Woman who made £500,000 claiming refunds on stolen items convicted of fraud
A woman who made more than £500,000 by claiming refunds on items she shoplifted on an "industrial scale" has been convicted of multiple counts of fraud.
Narinder Kaur, also known as Nina Tiara, travelled all over the the UK, defrauding various retailers more than a thousand times between July 2015 and February 2019.
During two police searches of her home, about £150,000 in cash was found in addition to stolen goods.
Kaur, 53, from Cleverton in Wiltshire, targeted multiple branches of chains including Boots, Monsoon, House of Fraser and Homesense.
From Debenhams alone, she received £42,853 in refunds despite having spent only £3,681 over a four-year period.

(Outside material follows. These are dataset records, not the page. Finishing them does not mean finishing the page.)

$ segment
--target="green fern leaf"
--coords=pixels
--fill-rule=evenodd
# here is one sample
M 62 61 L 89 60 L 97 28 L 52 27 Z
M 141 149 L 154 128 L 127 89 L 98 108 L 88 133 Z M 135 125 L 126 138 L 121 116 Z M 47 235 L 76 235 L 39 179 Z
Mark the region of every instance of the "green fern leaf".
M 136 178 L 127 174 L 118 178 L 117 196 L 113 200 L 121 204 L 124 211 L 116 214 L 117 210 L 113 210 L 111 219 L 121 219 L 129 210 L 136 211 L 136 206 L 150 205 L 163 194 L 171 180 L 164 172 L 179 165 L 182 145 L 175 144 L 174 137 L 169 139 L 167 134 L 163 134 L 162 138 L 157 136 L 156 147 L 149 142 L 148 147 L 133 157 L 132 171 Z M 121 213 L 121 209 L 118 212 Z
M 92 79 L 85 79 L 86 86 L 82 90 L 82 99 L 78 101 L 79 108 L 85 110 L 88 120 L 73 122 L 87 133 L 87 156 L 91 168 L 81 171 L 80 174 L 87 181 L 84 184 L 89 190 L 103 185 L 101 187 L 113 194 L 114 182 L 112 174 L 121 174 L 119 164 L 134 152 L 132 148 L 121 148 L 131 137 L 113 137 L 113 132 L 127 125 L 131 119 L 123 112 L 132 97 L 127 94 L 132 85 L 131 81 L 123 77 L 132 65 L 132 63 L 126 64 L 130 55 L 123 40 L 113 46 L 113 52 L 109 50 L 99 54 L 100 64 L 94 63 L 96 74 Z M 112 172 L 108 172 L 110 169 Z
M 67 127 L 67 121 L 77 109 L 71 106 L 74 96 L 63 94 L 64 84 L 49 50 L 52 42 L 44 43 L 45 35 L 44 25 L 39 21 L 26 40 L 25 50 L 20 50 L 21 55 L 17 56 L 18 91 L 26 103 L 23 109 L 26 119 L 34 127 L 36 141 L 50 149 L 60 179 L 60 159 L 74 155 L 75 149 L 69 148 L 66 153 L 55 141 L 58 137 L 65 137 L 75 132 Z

She got £33,131 in refunds from John Lewis stores in Milton Keynes, Watford, Chester, Cardiff, Chichester, Basingstoke, Nottingham, Newbury, Exeter, Southampton, Reading, Birmingham, Tamworth, and Leicester.
That was despite spending just £5,290 between August 2015 and December 2018.
Kaur had "very many" bank and credit card accounts, the Crown Prosecution Service (CPS) said, and made shoplifting her "full-time career".
She also attempted to defraud Wiltshire Council of £7,400 by overpaying using stolen credit cards and then contacting the local authority for a refund claiming she had accidentally made a payment with too many zeros.
Additionally, she worked with a male accomplice to use stolen bank card details to make payments to her heating oil supplier.
Her trial at Gloucester Crown Court lasted four months.
She was convicted of all 26 counts on an indictment which included fraud, possessing and transferring criminal property, and perverting the course of justice.
The CPS, working closely with police, said it was able to "prove the case" by using financial data, retail records, witness evidence and CCTV which "proved Kaur's pattern of offending".
It added: "Close examination of her accounts confirmed the pattern of purchases and refunds and that the same process seen on the CCTV was being repeated on hundreds of occasions."
Giovanni D'Alessandro, from the CPS, said Kaur "undertook fraud on a long-standing and wide-ranging manner", adding: "It was a very lucrative full-time job which demonstrably made her over half a million pounds over this period of offending.
"She went to extraordinary lengths to carry out her deceptions, seeking to find a way of defrauding a retailer and then travelling all over the country to replicate the fraud.
"She also changed her name legally and opened new bank accounts and credit cards in a second identity to avoid detection."
Kaur will be sentenced at a later date.